Pourtant, sa réforme ultra-libérale ne convainc pas tout le monde, et le chef d’état tâtonne, piétine. L’armée, son grand soutien, grogne (la réforme affecte en premier lieu le secteur publique). Il sait par ailleurs qu’il aura bien du mal à la faire approuver par le Congrès, où il ne dispose que de 52 sièges de députés (sur 513), et doit à se titre compter sur toute sa coalition. Des difficultés sont également à prévoir pour sa réforme du système de justice, encore plus impopulaire – elle élargit notamment le cadre du recours à la violence pour les forces de l’ordre.

Aussi, comme pour agiter un foulard rouge et détourner l’attention, Bolsonaro s’est fendu d’un tweet sulfureux ce weekend. Le Président a en effet partagé la vidéo d’un homme urinant sur un autre dans le cadre des festivités entourant le carnaval. « Il faut que la vérité soit exposée pour que la population en prenne connaissance et puisse définir ses priorités » expliquait-il. Une justification qui ne convainc pas, même chez ses soutiens. L’idée d’un président puritain qui partage des vidéos pornographiques y fait tâche.  Aussi, la diversion s’ajoute désormais à la liste des problèmes pour Bolsonaro.

 

Un soutien qui commence à s’étioler

De fait, Bolsonaro a été vivement critiqué lors des carnavals de cette année. Aussi, sa réponse semble avant tout personnelle – et c’est peut-être pour ça que la pilule ne passe pas, alors que ce tweet est assez cohérant avec la stratégie qu’il a suivie lors de la campagne. Ce premier faux pas n’est pas sans risque pour l’ancien militaire. La loi brésilienne dispose en effet que le Président doit agir d’une manière incompatible avec la dignité, l’honneur et le décorum du bureau. En conséquence, le hashtag #ImpeachementBolsonaro a été l’un des plus utilisés sur Twitter mercredi 6 mars.
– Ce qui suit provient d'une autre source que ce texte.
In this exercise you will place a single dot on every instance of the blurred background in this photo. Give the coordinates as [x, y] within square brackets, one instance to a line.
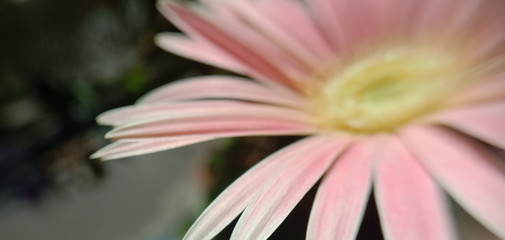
[62, 63]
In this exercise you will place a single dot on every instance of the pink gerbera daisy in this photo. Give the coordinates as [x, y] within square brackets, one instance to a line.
[403, 96]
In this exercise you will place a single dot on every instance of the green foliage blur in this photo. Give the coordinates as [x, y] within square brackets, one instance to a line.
[61, 64]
Dans le même temps, le pays a publié des indicateurs économiques plus faibles qu’espérés sur le début d’année (indice de confiance, production industrielle, PIB…). Et ce au moment même où sa lune de miel avec les marchés tourne au vinaigre – la bourse de Sao Polo après avoir connu un sommet historique juste en dessous de 100.000 points, a finalement reflué pour avoisiner les 95.000 points. S’il en faudrait beaucoup plus pour que l’homme fort du Brésil rende les armes, son image s’en retrouve durablement écornée, alors même qu’il a besoin de réunir ses soutiens pour avancer.